In my post about SearchGPT, I already mentioned that Google’s search results are becoming less and less relevant for me. The first page only shows large, shallow content factories, YouTube videos, and Reddit. The latter is the most helpful, but it’s far from good. Yet, there are so many blogs, specialized forums, and websites on the internet that would give me a faster and better answer.
But for Google, they just aren’t relevant. Google’s ranking seems to favor large websites with supposedly high reach. This is probably for monetary reasons, as Google’s customers aren’t the users, but the advertising partners. Advertising partners who use Google to display ads on large sites. To the users, Google’s actual product. And this is despite the founders themselves explaining in their whitepaper at Stanford University that search engines deliver different results when advertising is their monetary motivation. A few years later, they turned Google into one of the largest advertising companies in the world.
But running a search engine costs money. The servers for displaying search results and crawling the internet have to be bought and operated. Google pays for this (easily) with its advertising revenue. In 2023, Google earned $23 per user, per month. That’s the price Google gets for collecting, processing, and selling your data. And the better they know you, the better they can target you with ads. This includes an optimized sorting of search engine results.

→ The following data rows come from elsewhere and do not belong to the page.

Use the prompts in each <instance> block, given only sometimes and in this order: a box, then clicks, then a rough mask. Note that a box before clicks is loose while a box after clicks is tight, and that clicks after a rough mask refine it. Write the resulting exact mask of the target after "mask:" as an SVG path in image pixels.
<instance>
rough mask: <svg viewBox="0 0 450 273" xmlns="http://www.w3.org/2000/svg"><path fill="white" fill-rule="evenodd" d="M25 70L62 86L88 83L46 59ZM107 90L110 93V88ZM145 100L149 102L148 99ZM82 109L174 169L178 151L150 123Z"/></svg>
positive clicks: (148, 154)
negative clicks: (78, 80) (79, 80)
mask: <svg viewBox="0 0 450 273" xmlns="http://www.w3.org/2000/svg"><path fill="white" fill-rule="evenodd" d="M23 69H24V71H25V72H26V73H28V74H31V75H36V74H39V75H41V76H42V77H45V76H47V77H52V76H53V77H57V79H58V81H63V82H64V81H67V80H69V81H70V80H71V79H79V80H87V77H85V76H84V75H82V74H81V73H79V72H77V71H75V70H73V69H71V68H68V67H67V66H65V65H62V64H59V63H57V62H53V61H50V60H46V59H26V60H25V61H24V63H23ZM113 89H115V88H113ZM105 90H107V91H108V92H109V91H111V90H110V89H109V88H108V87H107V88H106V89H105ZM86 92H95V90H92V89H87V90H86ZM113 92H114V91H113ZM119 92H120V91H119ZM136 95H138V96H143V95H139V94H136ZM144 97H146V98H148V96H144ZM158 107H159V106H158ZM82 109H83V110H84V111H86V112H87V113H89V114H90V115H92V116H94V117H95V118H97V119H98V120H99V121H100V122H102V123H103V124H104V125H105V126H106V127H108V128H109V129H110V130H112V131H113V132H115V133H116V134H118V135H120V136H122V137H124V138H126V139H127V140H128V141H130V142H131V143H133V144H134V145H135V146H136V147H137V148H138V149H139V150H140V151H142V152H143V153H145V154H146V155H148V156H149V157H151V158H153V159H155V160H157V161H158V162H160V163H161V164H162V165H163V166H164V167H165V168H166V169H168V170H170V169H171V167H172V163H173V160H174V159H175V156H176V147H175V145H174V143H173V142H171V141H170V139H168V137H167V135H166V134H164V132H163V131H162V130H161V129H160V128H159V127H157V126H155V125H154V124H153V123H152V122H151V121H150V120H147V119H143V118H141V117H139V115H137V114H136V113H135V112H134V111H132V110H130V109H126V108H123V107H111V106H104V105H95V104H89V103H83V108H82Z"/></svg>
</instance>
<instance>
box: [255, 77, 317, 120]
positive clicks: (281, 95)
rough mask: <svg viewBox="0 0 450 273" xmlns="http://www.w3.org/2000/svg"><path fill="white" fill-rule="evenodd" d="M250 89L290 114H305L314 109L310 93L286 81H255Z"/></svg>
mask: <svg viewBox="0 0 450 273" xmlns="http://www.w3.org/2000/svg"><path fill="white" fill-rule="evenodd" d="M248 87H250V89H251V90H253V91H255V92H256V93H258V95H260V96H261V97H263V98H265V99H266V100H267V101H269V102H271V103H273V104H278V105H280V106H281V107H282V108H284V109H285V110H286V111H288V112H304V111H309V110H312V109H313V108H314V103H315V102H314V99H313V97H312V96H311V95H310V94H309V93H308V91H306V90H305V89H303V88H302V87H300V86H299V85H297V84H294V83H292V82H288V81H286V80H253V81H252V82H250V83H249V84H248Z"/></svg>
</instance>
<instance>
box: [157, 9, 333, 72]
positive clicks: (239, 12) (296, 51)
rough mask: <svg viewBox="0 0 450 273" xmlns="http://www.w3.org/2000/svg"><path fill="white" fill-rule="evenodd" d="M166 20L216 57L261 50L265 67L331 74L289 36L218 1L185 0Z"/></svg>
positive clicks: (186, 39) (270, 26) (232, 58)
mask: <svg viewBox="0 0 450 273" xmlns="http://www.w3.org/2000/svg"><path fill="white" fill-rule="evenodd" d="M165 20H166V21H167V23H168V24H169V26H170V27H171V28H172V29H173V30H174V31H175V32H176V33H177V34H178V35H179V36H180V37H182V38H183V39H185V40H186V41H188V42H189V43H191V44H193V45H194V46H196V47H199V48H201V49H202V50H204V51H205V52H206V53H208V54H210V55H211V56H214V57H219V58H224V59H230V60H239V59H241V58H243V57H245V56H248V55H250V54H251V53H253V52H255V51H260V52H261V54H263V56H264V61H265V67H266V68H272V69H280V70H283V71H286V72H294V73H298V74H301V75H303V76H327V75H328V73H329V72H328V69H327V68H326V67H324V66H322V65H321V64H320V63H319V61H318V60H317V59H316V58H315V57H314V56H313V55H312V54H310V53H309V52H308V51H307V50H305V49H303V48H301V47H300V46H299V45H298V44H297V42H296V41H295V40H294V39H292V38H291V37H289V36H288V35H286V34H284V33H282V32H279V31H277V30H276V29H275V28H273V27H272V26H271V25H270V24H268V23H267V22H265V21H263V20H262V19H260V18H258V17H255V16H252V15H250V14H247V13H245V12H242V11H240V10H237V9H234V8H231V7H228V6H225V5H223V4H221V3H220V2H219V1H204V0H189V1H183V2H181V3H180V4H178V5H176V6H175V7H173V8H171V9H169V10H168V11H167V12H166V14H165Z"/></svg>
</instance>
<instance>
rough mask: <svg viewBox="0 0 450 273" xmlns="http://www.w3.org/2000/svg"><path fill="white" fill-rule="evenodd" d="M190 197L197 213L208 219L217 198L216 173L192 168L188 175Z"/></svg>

But what’s the alternative? Search engines like DuckDuckGo and Ecosia also have to finance themselves somehow and do so, like Google, through advertising. Not personalized, according to them, but the customers are still not the users, but the advertising partners. A few weeks ago, however, I stumbled upon another alternative, a search engine with a complete focus on the user. No data collection, no ads.
The search engine is called Kagi, which is Japanese for key. Only publicly available since 2022, the search engine is still in its early stages, which you can notice in some places. Now and then, the German translation is missing, and sometimes the results aren’t optimal yet. You have to get used to searching “properly” again. And you have to get used to the fact that an independent search engine has its price. 300 searches per month cost $5.95, while unlimited searches and access to AI functions come in at $11.90. The German VAT of 19% is already included.
In return, however, you get search results that are prioritized by default based on their neutral utility for the searcher. Not based on your profile, but in general. My results and your results for the same search are identical. For the most part, at least. To give the user the ability to personalize without tracking their behavior, you can personally rank up to 1,000 websites, from “Block” to “Lower,” “Normal,” “Raise,” to “Pin.” Quora has rarely had good results for me, so I set the site to “Lower.” Facebook’s data collection gets on my nerves - “Block.” And so on. As I see fit, not Kagi.
So far, I’m very satisfied with Kagi. Sometimes I have to remind myself that the search engine doesn’t know me and I need to be more precise with my search. “21:9 hdr OLED gaming monitor” gives me exactly that: results for various 21:9 HDR OLED gaming monitors. This includes many different shops and manufacturer websites, because that’s what fits. If I actually want comparison tests, then I need to search more precisely. So it’s in my hands, and it feels good.